Social Surplus in the Information Age
At the dawn of the industrial revolution, society was so torn up with the move from rural to urban areas they did nothing but drink gin. Decades later people figured that building libraries and museums was a way to turn the excess productivity of the industrial revolution into social goods. Today we are sit at a similar juncture, waiting to see how the cognitive capital we have accumulated will be put to use:
Gin, Television, and Social Surplus.

1 Comments:
A very interesting article indeed. I would add to Shirky's examples by pointing out the rise of Youtube as a user-generated content alternative to television networks.

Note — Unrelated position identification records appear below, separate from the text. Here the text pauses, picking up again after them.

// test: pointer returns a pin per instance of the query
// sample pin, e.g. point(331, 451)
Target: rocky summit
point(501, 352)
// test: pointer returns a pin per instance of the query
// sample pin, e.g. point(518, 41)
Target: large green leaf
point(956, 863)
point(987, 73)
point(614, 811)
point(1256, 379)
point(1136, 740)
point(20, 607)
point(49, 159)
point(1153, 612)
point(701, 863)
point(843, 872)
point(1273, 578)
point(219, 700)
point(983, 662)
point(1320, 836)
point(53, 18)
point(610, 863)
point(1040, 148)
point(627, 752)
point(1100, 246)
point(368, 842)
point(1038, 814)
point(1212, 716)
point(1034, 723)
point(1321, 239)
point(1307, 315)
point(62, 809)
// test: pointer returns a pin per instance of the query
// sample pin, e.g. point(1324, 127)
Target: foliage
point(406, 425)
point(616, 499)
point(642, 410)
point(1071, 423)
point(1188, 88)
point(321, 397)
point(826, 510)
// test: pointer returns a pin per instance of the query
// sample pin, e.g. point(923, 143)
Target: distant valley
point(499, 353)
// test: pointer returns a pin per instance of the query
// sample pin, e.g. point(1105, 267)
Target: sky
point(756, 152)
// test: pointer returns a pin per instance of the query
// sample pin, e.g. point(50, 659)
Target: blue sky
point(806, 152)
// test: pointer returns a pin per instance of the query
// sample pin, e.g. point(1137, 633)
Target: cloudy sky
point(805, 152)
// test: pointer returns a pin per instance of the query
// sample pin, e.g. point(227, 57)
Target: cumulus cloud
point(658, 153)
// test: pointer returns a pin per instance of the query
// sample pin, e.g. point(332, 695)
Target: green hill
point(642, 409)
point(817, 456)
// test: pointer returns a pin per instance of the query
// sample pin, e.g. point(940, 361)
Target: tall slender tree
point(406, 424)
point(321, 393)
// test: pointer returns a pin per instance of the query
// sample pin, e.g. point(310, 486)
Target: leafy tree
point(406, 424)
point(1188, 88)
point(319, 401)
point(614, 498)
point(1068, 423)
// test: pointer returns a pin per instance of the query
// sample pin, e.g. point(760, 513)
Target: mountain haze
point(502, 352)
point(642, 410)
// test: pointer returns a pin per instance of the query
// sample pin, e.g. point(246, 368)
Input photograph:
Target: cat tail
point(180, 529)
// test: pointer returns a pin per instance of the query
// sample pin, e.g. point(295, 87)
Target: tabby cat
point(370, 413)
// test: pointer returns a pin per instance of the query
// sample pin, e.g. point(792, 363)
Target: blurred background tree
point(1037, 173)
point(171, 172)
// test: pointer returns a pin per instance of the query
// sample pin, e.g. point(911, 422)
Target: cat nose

I think of Youtube as starting out as a place where people posted copyright-violating videos and random, useless clips (your base are belong to us, etc). But today you can find a lot of very decent user-generated content meant to entertain and/or inform. Granted, the production value is still not what you will find on television networks, and there's still plenty of passive watching that happens on Youtube. But I think Shirky's point -- that people want to produce and share content as well as just consume it -- is well supported by Youtube.
I have said it before, and I'll say it again: information wants to be free. I think as people now begin to collaborate on projects (open source software, blogs, Youtube, etc) whose starting point is some sort of common license to share the information (the GPL, Creative Commons, etc), we will soon start to see all this access to free, high-quality information.